Prep Time 20 minutes
Cook Time 1 hour
Cooling Time 4 hours
Total Time 5 hours 20 minutes
Servings: 12 slices
Course: Desserts
Cuisine: American
Calories: 450

Ingredients
  

For the Crust
  • 1 cup Graham Cracker Crumbs or Oreos for a chocolatey twist
  • 5 tablespoons Unsalted Butter melted
For the Cheesecake Filling
  • 24 ounces Cream Cheese room temperature; or vegan cream cheese for dairy-free
  • 1 cup Granulated Sugar or coconut sugar for a healthier option
  • 3 large Eggs room temperature
  • 1 teaspoon Vanilla Extract
For the Salted Caramel Sauce
  • 1 cup Heavy Cream or coconut cream for non-dairy
  • 1 cup Brown Sugar packed tightly
  • 1 teaspoon Salt flaky sea salt for sprinkling
For Toppings
  • 1 cup Chopped Pecans or walnuts
  • 4 ounces Semi-Sweet Chocolate for drizzling

Equipment

  • 9-inch springform pan
  • mixing bowl
  • electric mixer
  • saucepan
  • Spatula

Method
 

Crust Preparation
  1. Combine graham cracker crumbs and melted unsalted butter in a mixing bowl until it resembles wet sand. Press into the bottom of a 9-inch springform pan.
  2. Bake at 350°F (175°C) for 8-10 minutes until golden. Cool.
Cheesecake Filling
  1. Beat room temperature cream cheese with an electric mixer until smooth. Gradually add granulated sugar.
  2. Add eggs one at a time. Mix until silky.
  3. Mix in vanilla extract and pour over the cooled crust.

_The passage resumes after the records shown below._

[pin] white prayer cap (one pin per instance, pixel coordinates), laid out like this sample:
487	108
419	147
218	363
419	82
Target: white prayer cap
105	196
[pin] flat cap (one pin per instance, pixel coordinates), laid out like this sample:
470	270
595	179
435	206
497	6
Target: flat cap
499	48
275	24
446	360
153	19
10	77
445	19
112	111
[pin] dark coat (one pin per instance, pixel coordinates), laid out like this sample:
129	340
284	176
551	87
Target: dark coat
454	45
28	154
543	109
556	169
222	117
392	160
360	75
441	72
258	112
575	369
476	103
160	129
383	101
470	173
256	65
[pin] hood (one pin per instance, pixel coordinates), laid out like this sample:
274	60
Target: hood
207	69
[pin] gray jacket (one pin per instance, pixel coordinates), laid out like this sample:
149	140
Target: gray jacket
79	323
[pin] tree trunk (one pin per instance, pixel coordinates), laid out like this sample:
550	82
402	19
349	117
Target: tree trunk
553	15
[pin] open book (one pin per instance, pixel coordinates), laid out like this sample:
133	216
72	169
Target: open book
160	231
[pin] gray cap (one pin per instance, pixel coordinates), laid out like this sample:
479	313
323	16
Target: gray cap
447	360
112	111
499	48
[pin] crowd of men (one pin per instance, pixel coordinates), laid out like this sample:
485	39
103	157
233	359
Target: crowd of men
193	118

Bake at 325°F (160°C) for 45-50 minutes until edges set.
  4. Cool in the oven with the door cracked for 1 hour, then refrigerate for at least 4 hours.
Salted Caramel Sauce
  1. Melt brown sugar in a saucepan over medium heat until amber.
  2. Carefully add heavy cream and stir in salt. Let cool slightly.
Assembling the Cheesecake
  1. Remove cheescake from springform pan. Swirl half of the salted caramel into the cheesecake.
  2. Sprinkle chopped pecans over the top and return to the refrigerator for 30 minutes.
Final Touches
  1. Melt semi-sweet chocolate and drizzle over the cheesecake.
  2. Sprinkle with flaky sea salt and slice for serving.

Nutrition

Serving: 1sliceCalories: 450kcalCarbohydrates: 30gProtein: 6gFat: 34gSaturated Fat: 20gPolyunsaturated Fat: 2gMonounsaturated Fat: 10gCholesterol: 105mgSodium: 300mgPotassium: 180mgFiber: 1gSugar: 25gVitamin A: 800IUCalcium: 60mgIron: 1mg

Notes

Allow ingredients like cream cheese and eggs to reach room temperature for best mixing results. Use a hot knife for slicing.